Belfast Telegraph

Philip Carson: Injury made me doubt if I'd ever even attend another game, says ex-Glentoran ace

By Laure James

Philip Carson - ring any bells? Following a battle with injury which the former Glentoran ace told himself was career-ending, he's edging towards a reprieve from the four-year nightmare.

Portadown boss Niall Currie has now given him a route back to the fold, having torn up Carson's last contract just weeks after bringing him to Ards in 2012.

Carson's world was turned upside down when, during the first match of pre-season against PSNI, he sustained a cruciate knee injury which would eventually exile him for years.

Complications during rehabilitation compounded his misery andm shelving his dream of a comeback, Carson binned his boots - which, to this day, he is yet to replace - and cancelled his contract.

"There was definitely a point where I never thought I would come back," he said. "The surgeon at Musgrave Park Hospital didn't tell me I'd never play again, as players do come back from injuries such as these, but I wasn't sure.

"After the operation, I was furious. If I could have, I would have kicked over anything I saw out of anger. I threw my boots out because at that point I never thought I would have a need for them again.

"I phoned Niall and cancelled my contract. I had only just signed and only just come home from a fortnight's holiday in Mexico.

"In fact, I had texted Niall the night before and asked if I could sit out the match, as I had jet-lag and didn't feel very fresh. He said he wanted just half an hour from me, which was fair enough. Five minutes in, I had jumped for a header and that was it."

Having already pocketed an Irish League winner's medal with Glentoran in 2009 and earned a reputation for himself as a tenacious midfielder, Carson was looking forward to embarking upon a new phase in his career - and life.

He and wife Kelly had become parents for the first time, welcoming son Charlie just two months prior to the injury.

"I was looking forward to Charlie being old enough to come to a game. I started telling myself I'd never be able to play in front of him."

The lifeline came via his childhood friend and fellow Portadown midfielder Robert Garrett.

"Ribs messaged me to say Niall was interested in signing me and I couldn't believe it. I rang Niall, just for a chat really and without any expectation, but it was all sorted within days.

"To think there's a chance I could play another senior game again, with what is in my eyes probably the biggest Irish League club outside of Belfast, and to have my son watching, is so exciting."

Reporting for senior duty once again, however, is not as straightforward as it sounds.

Blowing his cheeks out and rolling his eyes when asked if he's nervous about playing after such a hiatus, the prospect of making a return to the white line is clearly a daunting one for Carson.

"I'm terrified, thinking of that just makes my stomach flip. I know I will be the most nervous I've ever been," he said.

"I can imagine myself probably throwing up before it. Will I cope with it, will I be able to keep up, will I still have it, and I'll be questioning myself right up until I go out there and get my first touch. After that, I am sure I will settle, but I am genuinely worried about the first game back.

"At the same time, I'm desperate to get back out there. I went to see Portadown play Glenavon a few weeks ago and I wanted so badly to be out there with everyone."

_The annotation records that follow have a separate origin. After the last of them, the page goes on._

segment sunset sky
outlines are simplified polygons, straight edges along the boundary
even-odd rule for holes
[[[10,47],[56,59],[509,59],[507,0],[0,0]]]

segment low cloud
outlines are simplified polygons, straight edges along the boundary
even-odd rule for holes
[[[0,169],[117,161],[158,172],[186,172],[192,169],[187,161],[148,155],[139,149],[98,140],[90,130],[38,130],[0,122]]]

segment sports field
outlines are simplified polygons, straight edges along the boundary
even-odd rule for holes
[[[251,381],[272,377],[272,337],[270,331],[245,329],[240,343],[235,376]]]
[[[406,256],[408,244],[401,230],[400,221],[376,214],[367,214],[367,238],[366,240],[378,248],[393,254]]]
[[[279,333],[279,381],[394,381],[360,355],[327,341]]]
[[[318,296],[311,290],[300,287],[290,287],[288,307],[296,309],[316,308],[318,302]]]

While his contract says he's a Portadown player, Carson admits he will not truly 'belong' until he's called into a squad.

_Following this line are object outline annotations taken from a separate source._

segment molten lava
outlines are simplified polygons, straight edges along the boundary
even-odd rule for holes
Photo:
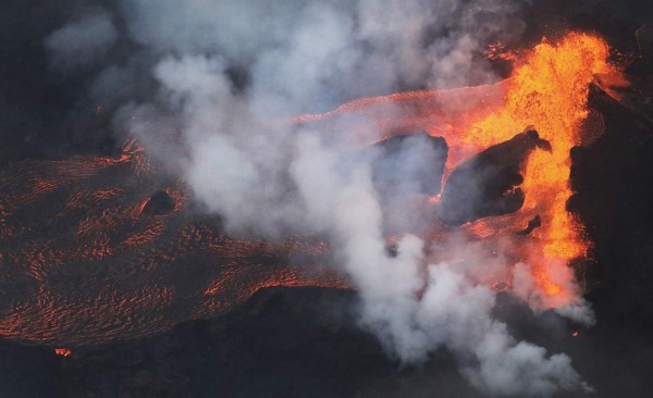
[[[510,261],[537,286],[529,302],[555,308],[579,296],[568,265],[590,245],[566,209],[569,150],[591,139],[582,124],[589,85],[596,76],[602,88],[621,80],[607,57],[602,39],[572,33],[510,57],[513,76],[494,85],[365,98],[294,123],[352,134],[361,146],[419,130],[444,137],[445,188],[464,161],[532,126],[551,151],[528,156],[521,209],[459,227],[434,220],[431,238],[461,232],[470,240],[508,240]],[[347,286],[323,266],[329,246],[319,236],[227,237],[218,221],[186,212],[183,181],[161,186],[158,169],[131,140],[118,159],[24,161],[0,170],[0,335],[74,347],[213,315],[264,286]],[[174,209],[144,214],[161,189]],[[424,201],[428,209],[442,206],[441,195]],[[306,266],[291,268],[288,257]],[[512,288],[505,275],[489,275],[481,283]]]
[[[507,57],[515,60],[514,73],[495,85],[359,99],[332,112],[295,121],[318,123],[324,130],[347,128],[367,144],[373,141],[370,130],[374,129],[383,139],[418,130],[444,137],[449,148],[445,178],[472,154],[527,127],[535,129],[552,150],[535,150],[529,156],[521,171],[520,188],[526,197],[521,209],[461,228],[483,239],[512,236],[518,260],[528,264],[540,288],[538,299],[531,303],[555,308],[578,297],[568,264],[584,257],[590,245],[582,225],[566,209],[572,195],[570,149],[595,138],[586,136],[582,128],[589,114],[589,87],[592,83],[626,84],[619,69],[607,62],[608,55],[603,39],[570,33],[557,43],[544,39],[529,51]],[[439,196],[429,198],[433,206],[439,201]],[[514,236],[537,216],[541,225],[527,238]],[[440,236],[441,231],[433,233],[435,239]]]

"Even though I was at the game, I couldn't bring myself to be a part of it. There's a line between what you can do simply because you're now part of the set-up, and one thing I couldn't bear was watching them warm-up, chat with the coaches and applaud the fans.

"When I arrived at the ground, hearing the music from the dressing room really cut deep.

"It's amazing when I think of how long it's been since I even watched football. I'm a Glentoran and Liverpool fan, and love the game, but I couldn't face going after the injury. I went to the Oval a couple of times to watch the Glens, but I didn't enjoy it.

"I really struggled with that, trying to make the most of a bad situation just made it feel worse.

"I'm good friends with Gary Haveron too and am so pleased he's in charge there but, before having a chat with Niall, I still never thought I would have the inclination to go to an Irish League game again."

Shamrock Park physiotherapist Chris Loughran is the man tasked with assessing Carson's progress and assisting him on the road to recovery.

"I have a four-week programme with Chris and the big thing will be trying to develop my hamstring as I had part of the muscle cut out in the operation.

"After some strength and conditioning, I should be in a position to take in some drills and when Chris says I'm ready for a game, I'd like to break myself in with an under-20s match first.

"I might not be chasing shadows like I used to be for a while, but I can't wait to give it a try. I just need to buy some boots!"